Business partners of Castro dictatorship dismayed U.S. banks won’t handle their blood money
It is really difficult if not impossible to feel any sympathy for American business partners of Cuba's brutal and murderous dictatorship. They enrich themselves with blood money and have built their businesses on the suffering, misery, and enslavement of 11-million people on the island. It should therefore come as no surprise -- especially to these unscrupulous businesses -- that in spite of the Federal licenses they may posses for their business partnerships with the Castro regime, fewer and fewer U.S. banks are willing to handle their blood money transactions.
U.S.-Cuba money transactions could get more complicated
Cuba travel agency owner Vivian Mannerud says she tried for three years to find a bank that would hold an account for her money remittance business, which was fully licensed by the U.S. government.
“Not one would do it. I tried several banks, and not just here, in Nevada, in Texas. And I showed them all my licenses,” said Mannerud, owner of Miami-based Airline Brokers.

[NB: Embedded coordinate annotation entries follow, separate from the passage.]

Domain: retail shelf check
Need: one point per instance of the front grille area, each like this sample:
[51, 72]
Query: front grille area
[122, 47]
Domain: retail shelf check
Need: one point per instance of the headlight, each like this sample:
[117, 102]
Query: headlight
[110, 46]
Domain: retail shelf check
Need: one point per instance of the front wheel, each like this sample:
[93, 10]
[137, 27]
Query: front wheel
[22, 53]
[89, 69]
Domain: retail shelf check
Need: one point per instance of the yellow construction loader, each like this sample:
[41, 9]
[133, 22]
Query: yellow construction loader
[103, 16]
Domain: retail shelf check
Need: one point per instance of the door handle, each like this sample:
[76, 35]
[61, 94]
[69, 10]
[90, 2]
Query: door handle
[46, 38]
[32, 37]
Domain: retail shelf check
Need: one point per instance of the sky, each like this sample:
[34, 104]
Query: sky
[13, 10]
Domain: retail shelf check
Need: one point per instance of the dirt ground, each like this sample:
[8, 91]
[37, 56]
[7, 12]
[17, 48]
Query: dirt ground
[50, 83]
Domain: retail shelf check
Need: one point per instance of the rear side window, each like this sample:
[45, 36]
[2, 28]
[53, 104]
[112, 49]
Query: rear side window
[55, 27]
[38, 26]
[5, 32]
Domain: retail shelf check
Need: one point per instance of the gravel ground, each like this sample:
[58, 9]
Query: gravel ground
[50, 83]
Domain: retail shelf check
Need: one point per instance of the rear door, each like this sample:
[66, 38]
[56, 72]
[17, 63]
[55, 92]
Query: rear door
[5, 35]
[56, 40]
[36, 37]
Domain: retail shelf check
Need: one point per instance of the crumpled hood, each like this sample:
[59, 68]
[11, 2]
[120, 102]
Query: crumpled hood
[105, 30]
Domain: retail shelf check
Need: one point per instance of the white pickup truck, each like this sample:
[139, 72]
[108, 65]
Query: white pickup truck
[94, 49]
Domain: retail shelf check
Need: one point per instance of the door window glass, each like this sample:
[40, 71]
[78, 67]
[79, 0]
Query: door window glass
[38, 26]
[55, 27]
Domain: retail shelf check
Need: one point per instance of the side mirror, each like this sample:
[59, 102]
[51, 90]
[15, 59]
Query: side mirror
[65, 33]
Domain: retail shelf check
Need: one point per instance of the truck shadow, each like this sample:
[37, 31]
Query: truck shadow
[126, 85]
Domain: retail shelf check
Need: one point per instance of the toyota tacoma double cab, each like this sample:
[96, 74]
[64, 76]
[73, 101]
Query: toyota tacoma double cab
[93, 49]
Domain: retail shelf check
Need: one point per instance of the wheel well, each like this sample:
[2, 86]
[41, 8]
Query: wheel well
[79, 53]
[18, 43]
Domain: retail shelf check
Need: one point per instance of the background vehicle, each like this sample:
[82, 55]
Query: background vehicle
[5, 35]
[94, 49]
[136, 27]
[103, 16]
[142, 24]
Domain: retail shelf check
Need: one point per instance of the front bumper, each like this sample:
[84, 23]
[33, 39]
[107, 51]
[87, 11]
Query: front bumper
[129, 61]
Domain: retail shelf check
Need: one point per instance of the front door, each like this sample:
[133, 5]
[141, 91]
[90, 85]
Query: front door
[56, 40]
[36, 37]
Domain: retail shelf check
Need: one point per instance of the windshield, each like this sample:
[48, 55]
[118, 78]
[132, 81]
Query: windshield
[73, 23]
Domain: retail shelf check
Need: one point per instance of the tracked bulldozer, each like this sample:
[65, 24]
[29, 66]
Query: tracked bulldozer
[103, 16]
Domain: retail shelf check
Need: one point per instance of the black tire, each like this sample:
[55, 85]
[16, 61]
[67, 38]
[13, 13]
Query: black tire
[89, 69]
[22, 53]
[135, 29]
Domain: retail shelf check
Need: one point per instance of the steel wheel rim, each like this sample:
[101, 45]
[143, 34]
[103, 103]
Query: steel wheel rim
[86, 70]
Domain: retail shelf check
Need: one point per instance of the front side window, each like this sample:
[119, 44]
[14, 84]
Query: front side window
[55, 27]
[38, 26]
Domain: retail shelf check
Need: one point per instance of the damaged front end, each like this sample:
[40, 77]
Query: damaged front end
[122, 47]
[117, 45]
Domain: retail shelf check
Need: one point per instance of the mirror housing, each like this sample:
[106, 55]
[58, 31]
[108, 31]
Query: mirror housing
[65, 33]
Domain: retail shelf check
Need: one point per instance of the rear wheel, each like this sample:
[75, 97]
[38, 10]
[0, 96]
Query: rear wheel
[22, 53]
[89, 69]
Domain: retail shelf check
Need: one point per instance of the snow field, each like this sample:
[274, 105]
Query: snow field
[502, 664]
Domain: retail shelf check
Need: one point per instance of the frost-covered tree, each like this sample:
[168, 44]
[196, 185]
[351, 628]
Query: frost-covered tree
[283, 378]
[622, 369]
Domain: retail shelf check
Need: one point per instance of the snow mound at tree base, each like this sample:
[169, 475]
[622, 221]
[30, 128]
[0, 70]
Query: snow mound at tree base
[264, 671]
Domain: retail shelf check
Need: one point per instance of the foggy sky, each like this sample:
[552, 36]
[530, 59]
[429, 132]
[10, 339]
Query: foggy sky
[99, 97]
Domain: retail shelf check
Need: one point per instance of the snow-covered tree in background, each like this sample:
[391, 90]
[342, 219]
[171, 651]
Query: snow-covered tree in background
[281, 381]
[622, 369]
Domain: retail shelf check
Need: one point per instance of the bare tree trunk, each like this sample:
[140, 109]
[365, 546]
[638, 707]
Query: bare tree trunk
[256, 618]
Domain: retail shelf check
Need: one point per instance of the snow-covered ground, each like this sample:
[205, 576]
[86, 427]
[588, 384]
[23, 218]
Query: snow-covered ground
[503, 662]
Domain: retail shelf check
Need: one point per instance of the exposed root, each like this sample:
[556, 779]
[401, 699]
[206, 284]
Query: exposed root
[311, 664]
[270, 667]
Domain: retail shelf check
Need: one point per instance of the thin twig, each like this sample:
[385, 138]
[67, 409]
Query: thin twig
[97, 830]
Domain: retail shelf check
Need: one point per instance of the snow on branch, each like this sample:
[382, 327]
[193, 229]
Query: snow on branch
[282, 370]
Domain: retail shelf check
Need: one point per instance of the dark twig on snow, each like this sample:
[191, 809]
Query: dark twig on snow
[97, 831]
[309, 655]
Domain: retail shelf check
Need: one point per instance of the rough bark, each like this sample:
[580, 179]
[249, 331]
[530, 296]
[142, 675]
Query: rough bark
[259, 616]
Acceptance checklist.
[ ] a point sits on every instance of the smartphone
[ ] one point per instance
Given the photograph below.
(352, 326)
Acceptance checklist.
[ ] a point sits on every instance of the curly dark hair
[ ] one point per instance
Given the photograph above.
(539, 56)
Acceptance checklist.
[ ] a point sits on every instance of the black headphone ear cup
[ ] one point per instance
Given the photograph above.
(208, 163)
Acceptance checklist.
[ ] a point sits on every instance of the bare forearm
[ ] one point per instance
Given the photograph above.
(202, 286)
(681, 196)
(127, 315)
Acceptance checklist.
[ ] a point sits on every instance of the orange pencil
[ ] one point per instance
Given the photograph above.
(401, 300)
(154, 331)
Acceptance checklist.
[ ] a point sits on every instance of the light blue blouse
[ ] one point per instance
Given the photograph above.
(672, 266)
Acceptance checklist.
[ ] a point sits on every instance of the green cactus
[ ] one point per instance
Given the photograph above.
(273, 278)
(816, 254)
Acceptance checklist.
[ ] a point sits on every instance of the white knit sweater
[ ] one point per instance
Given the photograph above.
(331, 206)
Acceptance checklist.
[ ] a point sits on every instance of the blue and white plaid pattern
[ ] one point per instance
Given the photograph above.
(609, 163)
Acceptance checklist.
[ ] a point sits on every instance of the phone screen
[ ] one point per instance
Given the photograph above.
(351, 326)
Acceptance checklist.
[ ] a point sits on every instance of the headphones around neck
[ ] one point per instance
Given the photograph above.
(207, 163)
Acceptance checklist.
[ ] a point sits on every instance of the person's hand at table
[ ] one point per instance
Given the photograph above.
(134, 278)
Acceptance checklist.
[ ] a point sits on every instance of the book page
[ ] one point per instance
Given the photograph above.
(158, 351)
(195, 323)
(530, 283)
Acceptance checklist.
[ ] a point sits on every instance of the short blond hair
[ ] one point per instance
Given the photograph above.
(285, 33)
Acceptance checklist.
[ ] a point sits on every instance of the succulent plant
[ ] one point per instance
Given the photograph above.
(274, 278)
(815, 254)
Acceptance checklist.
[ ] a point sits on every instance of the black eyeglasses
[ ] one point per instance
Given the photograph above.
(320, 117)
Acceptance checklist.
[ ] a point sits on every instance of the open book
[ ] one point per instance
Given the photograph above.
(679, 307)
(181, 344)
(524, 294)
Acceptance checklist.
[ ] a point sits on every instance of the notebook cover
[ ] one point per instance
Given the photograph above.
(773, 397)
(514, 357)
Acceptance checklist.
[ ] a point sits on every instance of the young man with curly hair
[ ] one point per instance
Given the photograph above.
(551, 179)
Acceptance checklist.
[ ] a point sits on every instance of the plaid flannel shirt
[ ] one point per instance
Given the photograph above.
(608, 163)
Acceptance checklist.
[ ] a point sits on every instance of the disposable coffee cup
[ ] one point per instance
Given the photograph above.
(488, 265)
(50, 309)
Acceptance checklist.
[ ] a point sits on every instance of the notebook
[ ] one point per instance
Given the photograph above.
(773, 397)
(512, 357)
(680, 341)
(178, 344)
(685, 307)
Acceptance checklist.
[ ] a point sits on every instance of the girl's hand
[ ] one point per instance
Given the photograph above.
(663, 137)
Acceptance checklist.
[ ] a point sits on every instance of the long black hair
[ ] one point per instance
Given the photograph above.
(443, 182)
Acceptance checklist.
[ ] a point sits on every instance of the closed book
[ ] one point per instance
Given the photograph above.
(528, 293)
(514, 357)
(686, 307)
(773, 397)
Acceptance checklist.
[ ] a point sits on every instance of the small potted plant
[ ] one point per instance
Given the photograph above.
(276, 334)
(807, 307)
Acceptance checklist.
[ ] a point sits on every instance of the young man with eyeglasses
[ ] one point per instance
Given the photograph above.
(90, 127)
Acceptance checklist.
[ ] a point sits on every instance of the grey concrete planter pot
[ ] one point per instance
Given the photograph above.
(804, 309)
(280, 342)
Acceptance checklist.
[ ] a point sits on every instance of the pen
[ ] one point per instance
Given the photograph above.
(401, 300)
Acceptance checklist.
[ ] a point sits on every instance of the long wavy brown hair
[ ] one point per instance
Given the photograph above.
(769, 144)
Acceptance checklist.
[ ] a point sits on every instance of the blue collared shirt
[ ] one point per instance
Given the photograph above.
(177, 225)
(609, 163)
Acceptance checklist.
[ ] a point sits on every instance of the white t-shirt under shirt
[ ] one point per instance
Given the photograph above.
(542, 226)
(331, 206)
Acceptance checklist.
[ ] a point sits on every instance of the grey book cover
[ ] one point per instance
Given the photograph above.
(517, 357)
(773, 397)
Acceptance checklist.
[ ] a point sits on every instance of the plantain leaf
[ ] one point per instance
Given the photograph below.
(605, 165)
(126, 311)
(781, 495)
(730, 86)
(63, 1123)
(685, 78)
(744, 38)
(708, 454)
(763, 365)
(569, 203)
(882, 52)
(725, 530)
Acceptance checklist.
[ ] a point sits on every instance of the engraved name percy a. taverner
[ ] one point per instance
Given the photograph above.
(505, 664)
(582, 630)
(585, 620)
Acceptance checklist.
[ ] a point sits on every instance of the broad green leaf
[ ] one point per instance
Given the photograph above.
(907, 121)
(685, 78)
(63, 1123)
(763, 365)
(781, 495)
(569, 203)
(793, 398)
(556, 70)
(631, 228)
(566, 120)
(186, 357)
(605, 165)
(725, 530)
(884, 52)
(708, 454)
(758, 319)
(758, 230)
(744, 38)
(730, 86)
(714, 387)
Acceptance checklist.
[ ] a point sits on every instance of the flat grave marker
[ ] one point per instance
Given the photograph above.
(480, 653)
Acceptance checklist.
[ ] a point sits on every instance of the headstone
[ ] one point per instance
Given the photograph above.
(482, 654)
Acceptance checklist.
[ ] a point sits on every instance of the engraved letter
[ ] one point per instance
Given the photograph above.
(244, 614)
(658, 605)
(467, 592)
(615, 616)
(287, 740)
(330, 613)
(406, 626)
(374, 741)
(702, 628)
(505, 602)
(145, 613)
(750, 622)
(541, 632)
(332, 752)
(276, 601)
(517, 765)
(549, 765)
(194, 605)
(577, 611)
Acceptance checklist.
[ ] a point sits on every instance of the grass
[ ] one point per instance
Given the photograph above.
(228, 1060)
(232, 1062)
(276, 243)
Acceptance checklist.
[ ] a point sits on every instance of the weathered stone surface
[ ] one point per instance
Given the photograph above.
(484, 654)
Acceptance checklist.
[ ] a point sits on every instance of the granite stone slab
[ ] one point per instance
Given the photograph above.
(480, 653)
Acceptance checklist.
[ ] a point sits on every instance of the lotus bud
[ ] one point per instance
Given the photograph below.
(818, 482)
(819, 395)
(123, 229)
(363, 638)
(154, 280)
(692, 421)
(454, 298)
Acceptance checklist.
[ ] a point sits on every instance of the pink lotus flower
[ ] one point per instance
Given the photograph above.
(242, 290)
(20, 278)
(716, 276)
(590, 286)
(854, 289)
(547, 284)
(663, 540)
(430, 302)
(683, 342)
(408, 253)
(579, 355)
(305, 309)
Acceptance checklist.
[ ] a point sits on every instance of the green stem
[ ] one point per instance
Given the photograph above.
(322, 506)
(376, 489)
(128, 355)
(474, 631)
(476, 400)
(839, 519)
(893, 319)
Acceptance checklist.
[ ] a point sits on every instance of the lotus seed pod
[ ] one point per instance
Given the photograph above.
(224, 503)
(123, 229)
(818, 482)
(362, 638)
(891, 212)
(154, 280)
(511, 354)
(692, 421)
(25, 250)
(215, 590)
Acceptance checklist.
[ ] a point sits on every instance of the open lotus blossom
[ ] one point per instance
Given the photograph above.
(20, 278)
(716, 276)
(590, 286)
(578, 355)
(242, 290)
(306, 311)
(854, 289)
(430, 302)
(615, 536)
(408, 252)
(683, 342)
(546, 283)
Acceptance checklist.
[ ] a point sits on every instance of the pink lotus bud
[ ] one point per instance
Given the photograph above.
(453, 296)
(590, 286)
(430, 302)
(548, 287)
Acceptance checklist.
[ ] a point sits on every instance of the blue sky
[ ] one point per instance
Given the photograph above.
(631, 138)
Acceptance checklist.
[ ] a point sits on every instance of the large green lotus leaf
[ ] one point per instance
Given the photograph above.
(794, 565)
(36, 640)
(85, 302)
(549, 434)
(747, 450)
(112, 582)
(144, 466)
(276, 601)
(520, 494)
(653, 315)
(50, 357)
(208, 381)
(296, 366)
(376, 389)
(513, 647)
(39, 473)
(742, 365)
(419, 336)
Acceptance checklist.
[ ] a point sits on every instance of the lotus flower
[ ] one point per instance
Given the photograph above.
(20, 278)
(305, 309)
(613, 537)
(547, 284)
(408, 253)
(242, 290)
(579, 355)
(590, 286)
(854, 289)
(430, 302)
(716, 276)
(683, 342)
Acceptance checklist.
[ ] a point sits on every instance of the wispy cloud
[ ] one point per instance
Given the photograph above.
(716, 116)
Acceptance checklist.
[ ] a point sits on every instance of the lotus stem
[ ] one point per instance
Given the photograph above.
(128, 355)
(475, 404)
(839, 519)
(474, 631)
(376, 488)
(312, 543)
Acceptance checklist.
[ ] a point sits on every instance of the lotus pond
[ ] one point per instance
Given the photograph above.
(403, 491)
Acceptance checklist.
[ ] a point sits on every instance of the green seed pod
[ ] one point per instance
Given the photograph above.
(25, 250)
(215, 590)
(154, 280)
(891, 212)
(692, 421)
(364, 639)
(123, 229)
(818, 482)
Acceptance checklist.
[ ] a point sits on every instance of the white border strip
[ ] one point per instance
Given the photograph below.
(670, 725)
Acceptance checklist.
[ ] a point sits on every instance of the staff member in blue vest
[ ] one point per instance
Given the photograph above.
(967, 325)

All of them said no.
The difficulties in transferring funds between the U.S. and Cuba have sparked broad concerns in the wake of M&T Bank’s decision to stop processing accounts for the Cuban diplomatic mission in Washington.
Because the bank would no longer handle its business, the Cuban Interests Section said last week it would stop processing visa, passport and other such requests — just as the peak holiday season for travel to Cuba approaches.
Cuba experts say they are now starting to worry that other banks may stop handling other Cuba transactions, such as remittances or payments for hotel bookings and airport landing fees that are legal despite the U.S. embargo against Cuba.
“Obviously this is creating havoc, and a heck of a mess may be on the horizon if things don’t get sorted out,” said Washington attorney Robert Muse, who closely follows the Cuba travel industry.